Last month Telkom said it had overtaken Cell C as South Africa’s third-biggest mobile operator due to a surge in data traffic during the lockdown.

Cell C, which is 45 percent owned by Blue Label, embarked on a recapitalisation process to address its R9.7bn mountain of debt.

Mahomed said the group hoped the recapitalisation would lower the cost of funding.

“Our cost of funding remains high. Given the situation our business finds itself in the cost of funding is a key issue. Hopefully through the recap will have access to lower funding,” he said.

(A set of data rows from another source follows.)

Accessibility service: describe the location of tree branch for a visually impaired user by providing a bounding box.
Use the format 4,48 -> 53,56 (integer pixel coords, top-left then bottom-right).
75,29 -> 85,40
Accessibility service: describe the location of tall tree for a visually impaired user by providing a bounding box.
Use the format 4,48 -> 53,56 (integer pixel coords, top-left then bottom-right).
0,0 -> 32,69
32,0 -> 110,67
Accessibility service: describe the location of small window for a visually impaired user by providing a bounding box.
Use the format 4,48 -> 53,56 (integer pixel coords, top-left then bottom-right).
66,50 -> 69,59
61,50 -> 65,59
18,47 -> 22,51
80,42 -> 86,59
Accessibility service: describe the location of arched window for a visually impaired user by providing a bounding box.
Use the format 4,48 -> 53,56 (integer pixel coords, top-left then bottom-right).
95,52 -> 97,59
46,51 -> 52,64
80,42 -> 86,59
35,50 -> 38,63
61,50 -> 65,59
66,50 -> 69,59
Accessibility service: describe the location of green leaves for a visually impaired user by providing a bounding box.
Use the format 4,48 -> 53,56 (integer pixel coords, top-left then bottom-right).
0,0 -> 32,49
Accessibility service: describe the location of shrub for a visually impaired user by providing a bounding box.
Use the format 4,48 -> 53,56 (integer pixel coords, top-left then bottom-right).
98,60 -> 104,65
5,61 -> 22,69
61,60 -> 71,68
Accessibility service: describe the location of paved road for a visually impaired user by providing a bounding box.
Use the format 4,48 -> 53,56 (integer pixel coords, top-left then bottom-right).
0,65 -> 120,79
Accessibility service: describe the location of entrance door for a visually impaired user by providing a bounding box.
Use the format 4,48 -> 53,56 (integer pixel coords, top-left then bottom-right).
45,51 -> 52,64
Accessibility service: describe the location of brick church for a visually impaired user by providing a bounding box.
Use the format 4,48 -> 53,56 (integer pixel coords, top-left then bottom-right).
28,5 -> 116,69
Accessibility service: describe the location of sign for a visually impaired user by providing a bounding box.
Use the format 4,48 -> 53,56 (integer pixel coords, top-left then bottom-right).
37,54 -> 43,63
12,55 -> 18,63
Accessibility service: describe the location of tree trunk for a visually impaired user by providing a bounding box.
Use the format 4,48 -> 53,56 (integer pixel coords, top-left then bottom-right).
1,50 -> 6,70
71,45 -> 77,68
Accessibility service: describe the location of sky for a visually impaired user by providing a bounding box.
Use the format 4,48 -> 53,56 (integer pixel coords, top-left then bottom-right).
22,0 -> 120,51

Mohamed said some of the biggest highlights for the six months were the 13 percent decline in direct expenses, and the halving of capex to R109m helping the business to preserve liquidity.

In August Cell C announced plans to close 128 stores and retrench 546 employees, saying the retail environment had changed and this had been fast-tracked by the impact of the Covid-19 pandemic and the evolving purchasing habits of consumers.

The group said its Section 189 process had been expanded to include the retail footprint.